By using mmap instead of read, we've cut in half the amount of data the kernel has to copy. This yields reasonably good results when a lot of data is being transmitted. However, this improvement doesn't come without a price; there are hidden pitfalls when using the mmap+write method. You will fall into one of them when you memory map a file and then call write while another process truncates the same file. Your write system call will be interrupted by the bus error signal SIGBUS, because you performed a bad memory access. The default behavior for that signal is to kill the process and dump core—not the most desirable operation for a network server. There are two ways to get around this problem.
The first way is to install a signal handler for the SIGBUS signal, and then simply call return in the handler. By doing this the write system call returns with the number of bytes it wrote before it got interrupted and the errno set to success. Let me point out that this would be a bad solution, one that treats the symptoms and not the cause of the problem. Because SIGBUS signals that something has gone seriously wrong with the process, I would discourage using this as a solution.
The second solution involves file leasing (which is called “opportunistic locking” in Microsoft Windows) from the kernel. This is the correct way to fix this problem. By using leasing on the file descriptor, you take a lease with the kernel on a particular file. You then can request a read/write lease from the kernel. When another process tries to truncate the file you are transmitting, the kernel sends you a real-time signal, the RT_SIGNAL_LEASE signal. It tells you the kernel is breaking your write or read lease on that file. Your write call is interrupted before your program accesses an invalid address and gets killed by the SIGBUS signal. The return value of the write call is the number of bytes written before the interruption, and the errno will be set to success. Here is some sample code that shows how to get a lease from the kernel:

if(fcntl(fd, F_SETSIG, RT_SIGNAL_LEASE) == -1) {
    perror("kernel lease set signal");
    return -1;
}
/* l_type can be F_RDLCK F_WRLCK */
if(fcntl(fd, F_SETLEASE, l_type)){
    perror("kernel lease set type");
    return -1;
}

You should get your lease before mmaping the file, and break your lease after you are done. This is achieved by calli

Sendfile

In kernel version 2.1, the sendfile system call was introduced to simplify the transmission of data over the network and between two local files. Introduction of sendfile not only reduces data copying, it also reduces context switches. Use it like this:

sendfile(socket, file, len);

To get a better idea of the process involved, take a look at Figure 3.

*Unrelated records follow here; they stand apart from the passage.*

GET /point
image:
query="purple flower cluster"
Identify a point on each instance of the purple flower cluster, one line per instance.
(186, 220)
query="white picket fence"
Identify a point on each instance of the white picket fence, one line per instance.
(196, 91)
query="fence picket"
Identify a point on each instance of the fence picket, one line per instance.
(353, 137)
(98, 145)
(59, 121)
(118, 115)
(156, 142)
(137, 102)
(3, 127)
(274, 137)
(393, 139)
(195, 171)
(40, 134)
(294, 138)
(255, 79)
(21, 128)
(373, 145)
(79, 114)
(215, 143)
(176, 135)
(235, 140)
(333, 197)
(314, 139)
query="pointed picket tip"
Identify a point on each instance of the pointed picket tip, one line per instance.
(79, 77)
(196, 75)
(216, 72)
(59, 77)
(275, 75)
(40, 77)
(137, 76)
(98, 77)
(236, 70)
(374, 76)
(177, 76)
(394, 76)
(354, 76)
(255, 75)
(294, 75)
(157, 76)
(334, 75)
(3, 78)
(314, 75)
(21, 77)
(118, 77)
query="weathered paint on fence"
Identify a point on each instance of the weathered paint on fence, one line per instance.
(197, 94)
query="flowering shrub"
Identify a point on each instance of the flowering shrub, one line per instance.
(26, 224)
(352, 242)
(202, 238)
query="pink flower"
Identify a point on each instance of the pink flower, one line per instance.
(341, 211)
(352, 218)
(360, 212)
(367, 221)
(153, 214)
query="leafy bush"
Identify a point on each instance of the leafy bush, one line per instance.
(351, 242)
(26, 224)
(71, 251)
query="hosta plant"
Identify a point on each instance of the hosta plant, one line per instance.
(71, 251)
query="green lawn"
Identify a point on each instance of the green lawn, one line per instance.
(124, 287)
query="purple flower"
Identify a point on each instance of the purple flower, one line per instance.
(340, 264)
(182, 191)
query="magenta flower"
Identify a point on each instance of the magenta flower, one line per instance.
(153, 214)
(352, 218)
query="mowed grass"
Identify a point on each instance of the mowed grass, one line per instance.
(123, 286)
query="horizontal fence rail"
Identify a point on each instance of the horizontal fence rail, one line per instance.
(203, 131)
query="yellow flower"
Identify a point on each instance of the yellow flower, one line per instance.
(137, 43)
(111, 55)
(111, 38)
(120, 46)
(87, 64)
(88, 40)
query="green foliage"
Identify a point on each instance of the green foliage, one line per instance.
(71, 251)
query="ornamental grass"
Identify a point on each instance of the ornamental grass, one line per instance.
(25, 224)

Figure 3. Replacing Read and Write with Sendfile

Step one: the sendfile system call causes the file contents to be copied into a kernel buffer by the DMA engine. Then the data is copied by the kernel into the kernel buffer associated with sockets.
Step two: the third copy happens as the DMA engine passes the data from the kernel socket buffers to the protocol engine.
You are probably wondering what happens if another process truncates the file we are transmitting with the sendfile system call. If we don't register any signal handlers, the sendfile call simply returns with the number of bytes it transferred before it got interrupted, and the errno will be set to success.
If we get a lease from the kernel on the file before we call sendfile, however, the behavior and the return status are exactly the same. We also get the RT_SIGNAL_LEASE signal before the sendfile call returns.
So far, we have been able to avoid having the kernel make several copies, but we are still left with one copy. Can that be avoided too? Absolutely, with a little help from the hardware. To eliminate all the data duplication done by the kernel, we need a network interface that supports gather operations. This simply means that data awaiting transmission doesn't need to be in consecutive memory; it can be scattered through various memory locations. In kernel version 2.4, the socket buffer descriptor was modified to accommodate those requirements—what is known as zero copy under Linux. This approach not only reduces multiple context switches, it also eliminates data duplication done by the processor. For user-level applications nothing has changed, so the code still looks like this:

sendfile(socket, file, len);

To get a better idea of the process involved, take a look at Figure 4.

Figure 4. Hardware that supports gather can assemble data from multiple memory locations, eliminating another copy.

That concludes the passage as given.